Currently serving as the Economic Advisor to the Chief Minister of Kerala and the Professor of Economics at Harvard University, the new IMF Chief Economist Gita Gopinath belongs to Mysore in Karnataka by birth and ancestrally hails from Kannur in Kerala.
The 1991 economic crisis in India piqued her interest in studying economics and international finance. She studied BA in economics at Lady Shri Ram College for Women in Delhi and pursued MA in the same discipline at Delhi School of Economics among the most prestigious institutions in India. Then, she did masters in economics at the University of Washington in 1996 and received doctorate (PhD) from Princeton University in 2001.
On completion of PhD, IMF Chief Economist Gita Gopinath took up teaching as an assistant professor at the University of Chicago’s Graduate School of Business. In 2005, she moved on to Harvard University as a professor of economics.

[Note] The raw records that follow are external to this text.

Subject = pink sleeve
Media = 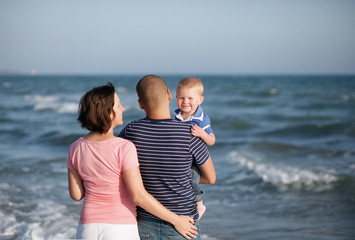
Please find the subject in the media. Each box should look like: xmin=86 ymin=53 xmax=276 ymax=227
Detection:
xmin=67 ymin=143 xmax=76 ymax=170
xmin=122 ymin=142 xmax=139 ymax=171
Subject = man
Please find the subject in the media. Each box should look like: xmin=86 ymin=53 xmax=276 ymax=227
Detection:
xmin=119 ymin=75 xmax=216 ymax=239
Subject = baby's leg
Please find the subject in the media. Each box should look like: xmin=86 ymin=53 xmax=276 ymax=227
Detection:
xmin=191 ymin=165 xmax=206 ymax=220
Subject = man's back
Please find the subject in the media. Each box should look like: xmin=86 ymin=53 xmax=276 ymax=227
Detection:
xmin=119 ymin=118 xmax=209 ymax=220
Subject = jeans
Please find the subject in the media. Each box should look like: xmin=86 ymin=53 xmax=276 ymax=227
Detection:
xmin=137 ymin=216 xmax=201 ymax=240
xmin=191 ymin=165 xmax=203 ymax=202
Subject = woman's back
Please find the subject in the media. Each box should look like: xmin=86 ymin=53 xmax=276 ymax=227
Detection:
xmin=68 ymin=137 xmax=138 ymax=224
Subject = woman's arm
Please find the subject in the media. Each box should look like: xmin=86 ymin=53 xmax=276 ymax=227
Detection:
xmin=123 ymin=167 xmax=197 ymax=239
xmin=197 ymin=157 xmax=216 ymax=184
xmin=68 ymin=168 xmax=85 ymax=201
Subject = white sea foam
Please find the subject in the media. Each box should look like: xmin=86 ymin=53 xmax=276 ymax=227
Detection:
xmin=24 ymin=95 xmax=78 ymax=113
xmin=0 ymin=200 xmax=77 ymax=240
xmin=228 ymin=151 xmax=337 ymax=191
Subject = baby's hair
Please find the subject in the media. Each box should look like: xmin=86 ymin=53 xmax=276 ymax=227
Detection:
xmin=78 ymin=82 xmax=116 ymax=134
xmin=176 ymin=77 xmax=203 ymax=96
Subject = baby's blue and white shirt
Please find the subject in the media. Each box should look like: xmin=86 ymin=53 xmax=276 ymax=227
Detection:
xmin=174 ymin=105 xmax=213 ymax=134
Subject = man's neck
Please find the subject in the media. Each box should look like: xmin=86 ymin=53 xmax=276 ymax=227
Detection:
xmin=145 ymin=108 xmax=171 ymax=120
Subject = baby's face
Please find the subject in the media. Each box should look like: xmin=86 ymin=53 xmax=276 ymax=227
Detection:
xmin=176 ymin=87 xmax=204 ymax=116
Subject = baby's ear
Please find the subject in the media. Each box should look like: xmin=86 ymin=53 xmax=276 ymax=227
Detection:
xmin=200 ymin=96 xmax=205 ymax=104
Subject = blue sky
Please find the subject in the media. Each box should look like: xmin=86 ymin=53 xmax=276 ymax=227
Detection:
xmin=0 ymin=0 xmax=355 ymax=74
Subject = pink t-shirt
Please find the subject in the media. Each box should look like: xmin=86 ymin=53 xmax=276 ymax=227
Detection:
xmin=67 ymin=137 xmax=139 ymax=224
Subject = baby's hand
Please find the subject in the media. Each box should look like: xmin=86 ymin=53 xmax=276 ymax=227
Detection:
xmin=191 ymin=125 xmax=205 ymax=138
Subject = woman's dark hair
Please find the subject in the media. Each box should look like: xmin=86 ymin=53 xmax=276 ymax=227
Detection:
xmin=78 ymin=82 xmax=115 ymax=134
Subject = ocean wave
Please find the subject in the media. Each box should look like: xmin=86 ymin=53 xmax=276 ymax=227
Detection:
xmin=24 ymin=95 xmax=78 ymax=113
xmin=264 ymin=122 xmax=351 ymax=138
xmin=228 ymin=151 xmax=338 ymax=191
xmin=0 ymin=200 xmax=77 ymax=240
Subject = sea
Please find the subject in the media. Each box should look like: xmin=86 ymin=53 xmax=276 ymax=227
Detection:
xmin=0 ymin=75 xmax=355 ymax=240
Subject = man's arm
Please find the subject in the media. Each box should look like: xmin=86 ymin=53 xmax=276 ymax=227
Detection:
xmin=197 ymin=157 xmax=216 ymax=184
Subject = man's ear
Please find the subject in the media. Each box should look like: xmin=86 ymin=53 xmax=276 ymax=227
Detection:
xmin=138 ymin=99 xmax=144 ymax=109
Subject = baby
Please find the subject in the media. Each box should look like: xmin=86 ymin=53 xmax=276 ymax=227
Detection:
xmin=175 ymin=77 xmax=216 ymax=219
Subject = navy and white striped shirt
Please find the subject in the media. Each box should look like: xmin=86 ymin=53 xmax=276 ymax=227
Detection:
xmin=119 ymin=117 xmax=209 ymax=220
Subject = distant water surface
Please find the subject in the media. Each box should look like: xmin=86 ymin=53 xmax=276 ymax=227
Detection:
xmin=0 ymin=75 xmax=355 ymax=240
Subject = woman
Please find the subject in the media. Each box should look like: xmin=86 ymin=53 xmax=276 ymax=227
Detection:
xmin=68 ymin=83 xmax=197 ymax=240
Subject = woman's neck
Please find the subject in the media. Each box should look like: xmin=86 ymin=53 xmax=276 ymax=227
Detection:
xmin=84 ymin=130 xmax=115 ymax=141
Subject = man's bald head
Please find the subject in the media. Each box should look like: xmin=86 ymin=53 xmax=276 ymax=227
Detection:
xmin=136 ymin=75 xmax=168 ymax=109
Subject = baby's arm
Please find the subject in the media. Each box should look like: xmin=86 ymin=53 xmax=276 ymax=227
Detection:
xmin=191 ymin=125 xmax=216 ymax=146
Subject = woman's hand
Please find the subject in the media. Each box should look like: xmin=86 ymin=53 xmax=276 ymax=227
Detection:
xmin=173 ymin=215 xmax=198 ymax=239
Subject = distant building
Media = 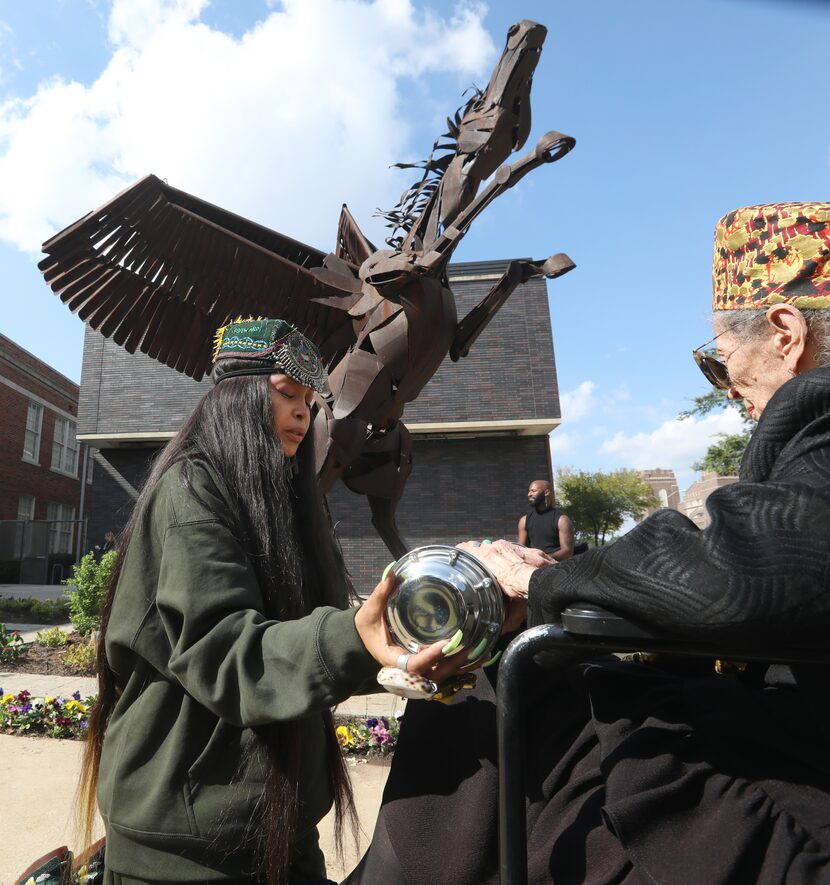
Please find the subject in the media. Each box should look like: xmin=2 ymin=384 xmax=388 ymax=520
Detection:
xmin=0 ymin=335 xmax=92 ymax=583
xmin=639 ymin=467 xmax=680 ymax=519
xmin=79 ymin=261 xmax=560 ymax=592
xmin=677 ymin=471 xmax=738 ymax=529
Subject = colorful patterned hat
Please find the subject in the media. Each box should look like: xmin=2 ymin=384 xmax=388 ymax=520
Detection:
xmin=213 ymin=317 xmax=328 ymax=394
xmin=712 ymin=203 xmax=830 ymax=310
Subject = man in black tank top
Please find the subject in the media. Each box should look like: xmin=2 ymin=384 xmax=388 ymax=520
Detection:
xmin=519 ymin=479 xmax=574 ymax=562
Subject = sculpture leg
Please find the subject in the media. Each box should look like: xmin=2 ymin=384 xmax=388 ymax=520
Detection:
xmin=314 ymin=409 xmax=366 ymax=495
xmin=343 ymin=421 xmax=412 ymax=559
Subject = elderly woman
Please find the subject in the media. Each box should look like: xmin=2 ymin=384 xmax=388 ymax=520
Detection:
xmin=351 ymin=203 xmax=830 ymax=885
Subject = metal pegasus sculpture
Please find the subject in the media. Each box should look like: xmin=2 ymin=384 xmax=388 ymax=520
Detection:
xmin=39 ymin=21 xmax=575 ymax=558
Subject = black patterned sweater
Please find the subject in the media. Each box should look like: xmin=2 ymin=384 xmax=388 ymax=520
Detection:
xmin=529 ymin=366 xmax=830 ymax=650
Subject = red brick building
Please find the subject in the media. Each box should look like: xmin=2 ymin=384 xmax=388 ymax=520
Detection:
xmin=0 ymin=335 xmax=92 ymax=582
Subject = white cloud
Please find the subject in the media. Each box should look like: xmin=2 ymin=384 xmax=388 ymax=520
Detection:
xmin=600 ymin=409 xmax=744 ymax=488
xmin=548 ymin=428 xmax=579 ymax=456
xmin=559 ymin=381 xmax=596 ymax=422
xmin=0 ymin=0 xmax=495 ymax=251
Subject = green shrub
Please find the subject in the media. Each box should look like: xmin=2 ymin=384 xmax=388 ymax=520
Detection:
xmin=63 ymin=640 xmax=95 ymax=672
xmin=65 ymin=550 xmax=118 ymax=636
xmin=0 ymin=624 xmax=26 ymax=664
xmin=35 ymin=627 xmax=67 ymax=648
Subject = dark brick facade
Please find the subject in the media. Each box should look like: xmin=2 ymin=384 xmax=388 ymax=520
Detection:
xmin=89 ymin=436 xmax=550 ymax=593
xmin=0 ymin=335 xmax=90 ymax=519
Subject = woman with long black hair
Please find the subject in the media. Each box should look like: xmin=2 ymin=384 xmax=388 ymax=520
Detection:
xmin=82 ymin=320 xmax=472 ymax=885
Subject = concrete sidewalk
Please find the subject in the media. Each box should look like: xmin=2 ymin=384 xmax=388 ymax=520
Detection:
xmin=0 ymin=665 xmax=406 ymax=885
xmin=0 ymin=732 xmax=390 ymax=885
xmin=0 ymin=664 xmax=406 ymax=720
xmin=0 ymin=584 xmax=68 ymax=602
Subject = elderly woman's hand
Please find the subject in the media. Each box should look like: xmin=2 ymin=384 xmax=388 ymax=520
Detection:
xmin=458 ymin=541 xmax=556 ymax=599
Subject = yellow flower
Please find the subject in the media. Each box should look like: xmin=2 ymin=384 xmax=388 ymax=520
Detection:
xmin=336 ymin=725 xmax=354 ymax=747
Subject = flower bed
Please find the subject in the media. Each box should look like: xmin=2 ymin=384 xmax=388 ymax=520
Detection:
xmin=0 ymin=688 xmax=403 ymax=756
xmin=335 ymin=714 xmax=403 ymax=756
xmin=0 ymin=688 xmax=95 ymax=740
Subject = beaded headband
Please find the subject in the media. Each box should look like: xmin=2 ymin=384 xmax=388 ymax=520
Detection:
xmin=712 ymin=203 xmax=830 ymax=310
xmin=213 ymin=317 xmax=328 ymax=395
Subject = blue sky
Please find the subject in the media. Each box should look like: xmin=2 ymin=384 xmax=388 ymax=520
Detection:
xmin=0 ymin=0 xmax=830 ymax=487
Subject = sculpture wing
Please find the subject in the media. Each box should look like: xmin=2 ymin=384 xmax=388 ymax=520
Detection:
xmin=38 ymin=175 xmax=355 ymax=380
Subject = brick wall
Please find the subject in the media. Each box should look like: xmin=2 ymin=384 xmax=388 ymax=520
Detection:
xmin=0 ymin=335 xmax=90 ymax=519
xmin=89 ymin=436 xmax=550 ymax=593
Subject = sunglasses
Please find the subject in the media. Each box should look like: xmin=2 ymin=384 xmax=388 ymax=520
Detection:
xmin=692 ymin=329 xmax=732 ymax=390
xmin=692 ymin=318 xmax=760 ymax=390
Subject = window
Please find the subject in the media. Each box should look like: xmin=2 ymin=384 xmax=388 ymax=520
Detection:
xmin=52 ymin=418 xmax=78 ymax=476
xmin=46 ymin=501 xmax=75 ymax=553
xmin=17 ymin=495 xmax=35 ymax=519
xmin=23 ymin=402 xmax=43 ymax=464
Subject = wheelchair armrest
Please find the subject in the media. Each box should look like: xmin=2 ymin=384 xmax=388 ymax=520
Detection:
xmin=562 ymin=602 xmax=657 ymax=639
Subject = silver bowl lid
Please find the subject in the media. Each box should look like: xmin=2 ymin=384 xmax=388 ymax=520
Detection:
xmin=386 ymin=544 xmax=504 ymax=657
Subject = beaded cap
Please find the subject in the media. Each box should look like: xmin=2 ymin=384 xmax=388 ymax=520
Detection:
xmin=213 ymin=317 xmax=328 ymax=394
xmin=712 ymin=203 xmax=830 ymax=310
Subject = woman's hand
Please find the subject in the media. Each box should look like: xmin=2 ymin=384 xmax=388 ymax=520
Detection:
xmin=458 ymin=541 xmax=556 ymax=599
xmin=354 ymin=574 xmax=486 ymax=685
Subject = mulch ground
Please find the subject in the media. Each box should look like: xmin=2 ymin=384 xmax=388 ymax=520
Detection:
xmin=0 ymin=633 xmax=95 ymax=676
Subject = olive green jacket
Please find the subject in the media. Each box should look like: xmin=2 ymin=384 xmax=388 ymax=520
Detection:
xmin=98 ymin=460 xmax=378 ymax=882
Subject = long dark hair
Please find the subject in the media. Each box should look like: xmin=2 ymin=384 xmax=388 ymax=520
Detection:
xmin=80 ymin=360 xmax=356 ymax=883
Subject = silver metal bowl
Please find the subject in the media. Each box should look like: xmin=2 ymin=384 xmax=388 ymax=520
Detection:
xmin=386 ymin=544 xmax=504 ymax=658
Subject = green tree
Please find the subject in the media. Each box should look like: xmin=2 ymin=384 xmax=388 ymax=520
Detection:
xmin=677 ymin=350 xmax=754 ymax=476
xmin=692 ymin=430 xmax=749 ymax=476
xmin=557 ymin=467 xmax=658 ymax=546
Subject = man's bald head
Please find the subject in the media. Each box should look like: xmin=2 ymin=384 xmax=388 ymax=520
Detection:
xmin=527 ymin=479 xmax=553 ymax=510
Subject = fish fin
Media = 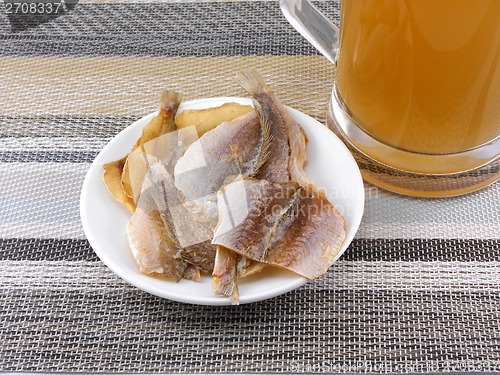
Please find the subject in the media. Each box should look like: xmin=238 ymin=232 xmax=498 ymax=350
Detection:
xmin=160 ymin=90 xmax=182 ymax=117
xmin=236 ymin=68 xmax=267 ymax=95
xmin=182 ymin=264 xmax=201 ymax=282
xmin=250 ymin=101 xmax=273 ymax=177
xmin=212 ymin=246 xmax=240 ymax=305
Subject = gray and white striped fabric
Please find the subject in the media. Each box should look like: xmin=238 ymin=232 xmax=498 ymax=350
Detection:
xmin=0 ymin=0 xmax=500 ymax=373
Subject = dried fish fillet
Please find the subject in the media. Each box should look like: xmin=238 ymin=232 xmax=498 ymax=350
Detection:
xmin=212 ymin=179 xmax=345 ymax=279
xmin=131 ymin=147 xmax=215 ymax=273
xmin=174 ymin=111 xmax=262 ymax=229
xmin=212 ymin=246 xmax=241 ymax=305
xmin=175 ymin=111 xmax=271 ymax=303
xmin=103 ymin=157 xmax=136 ymax=213
xmin=237 ymin=69 xmax=312 ymax=186
xmin=122 ymin=91 xmax=181 ymax=198
xmin=126 ymin=208 xmax=187 ymax=281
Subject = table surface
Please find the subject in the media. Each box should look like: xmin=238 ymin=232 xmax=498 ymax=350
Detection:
xmin=0 ymin=0 xmax=500 ymax=373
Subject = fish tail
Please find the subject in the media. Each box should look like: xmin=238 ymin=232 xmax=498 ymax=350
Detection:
xmin=250 ymin=101 xmax=273 ymax=177
xmin=212 ymin=246 xmax=239 ymax=305
xmin=236 ymin=68 xmax=267 ymax=95
xmin=160 ymin=90 xmax=182 ymax=113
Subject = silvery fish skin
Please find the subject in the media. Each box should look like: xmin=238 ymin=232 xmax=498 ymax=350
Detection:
xmin=121 ymin=90 xmax=182 ymax=198
xmin=127 ymin=92 xmax=215 ymax=281
xmin=212 ymin=179 xmax=345 ymax=279
xmin=174 ymin=111 xmax=269 ymax=304
xmin=174 ymin=111 xmax=261 ymax=230
xmin=237 ymin=69 xmax=312 ymax=186
xmin=210 ymin=69 xmax=311 ymax=302
xmin=126 ymin=207 xmax=187 ymax=281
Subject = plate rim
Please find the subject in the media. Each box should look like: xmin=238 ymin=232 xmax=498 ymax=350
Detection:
xmin=80 ymin=96 xmax=365 ymax=306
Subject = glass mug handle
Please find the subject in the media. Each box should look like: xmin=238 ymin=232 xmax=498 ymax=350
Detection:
xmin=280 ymin=0 xmax=339 ymax=63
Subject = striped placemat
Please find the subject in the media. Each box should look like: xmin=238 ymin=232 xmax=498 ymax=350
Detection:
xmin=0 ymin=0 xmax=500 ymax=373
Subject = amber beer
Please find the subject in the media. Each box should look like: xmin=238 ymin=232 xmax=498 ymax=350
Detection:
xmin=336 ymin=0 xmax=500 ymax=157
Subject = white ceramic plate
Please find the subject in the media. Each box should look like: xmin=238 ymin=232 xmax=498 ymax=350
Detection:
xmin=80 ymin=97 xmax=364 ymax=305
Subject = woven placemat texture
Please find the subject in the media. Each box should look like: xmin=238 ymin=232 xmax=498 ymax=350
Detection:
xmin=0 ymin=1 xmax=500 ymax=373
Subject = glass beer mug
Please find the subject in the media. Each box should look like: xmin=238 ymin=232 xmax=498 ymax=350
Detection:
xmin=280 ymin=0 xmax=500 ymax=197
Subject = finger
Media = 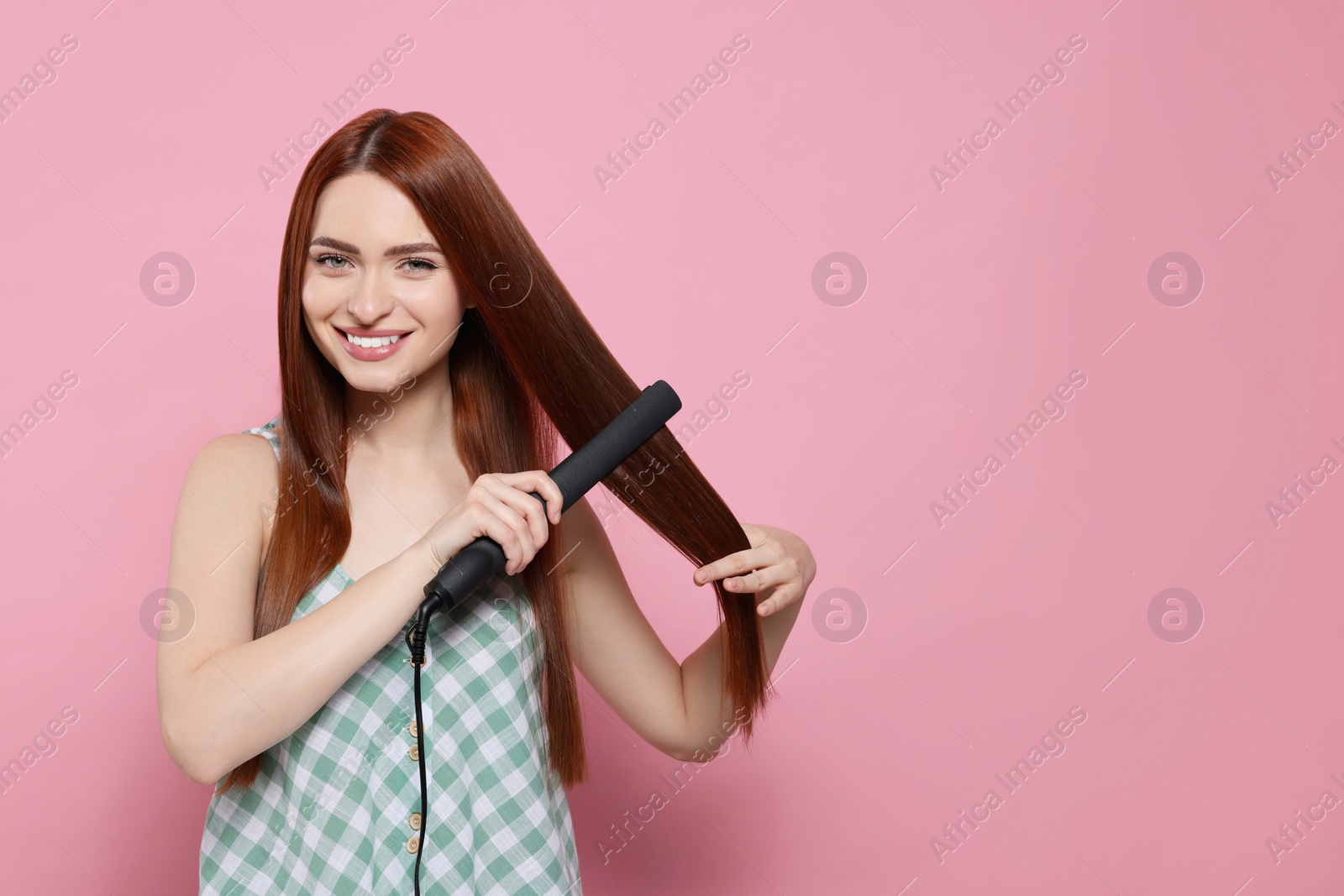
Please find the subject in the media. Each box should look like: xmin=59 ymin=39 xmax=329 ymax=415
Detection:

In 2015, she became the John Zwaanstra Professor of International Studies at Harvard University; a prestigious designation which is awarded to brilliant scholars in pedagogy.
Named one of the ‘Top 25 Economists under 45’ in 2014 by the International Monetary Fund, Gita Gopinath holds several editorial positions at an international level. She is co-editor of the American Economic Review, co-editor of the current Handbook of International Economics and managing editor of the Review of Economic Studies. Gita is a published author on such topics as monetary policy, debt, exchange rates, global trade and investment, international financial crisis, and emerging markets.
Named ‘Young Global Leader’ by the World Economic Forum in 2011, IMF Chief Economist Gita Gopinath was in the Eminent Persons Advisory Group on G20 Matters for Indian Government’s ministry of finance. She also serves as a member on the economic advisory board of the Federal Reserve Bank of New York and a visiting scholar at the Federal Reserve Bank of Boston. She is also co-director of the International Finance and Macroeconomics program at the National Bureau of Economic Research.
A fellow of the American Academy of Arts and Sciences, Gita Gopinath is being looked upon as a harbinger of greater reforms in global economy for her unmatched expertise in macroeconomics and extensive experience in international finance.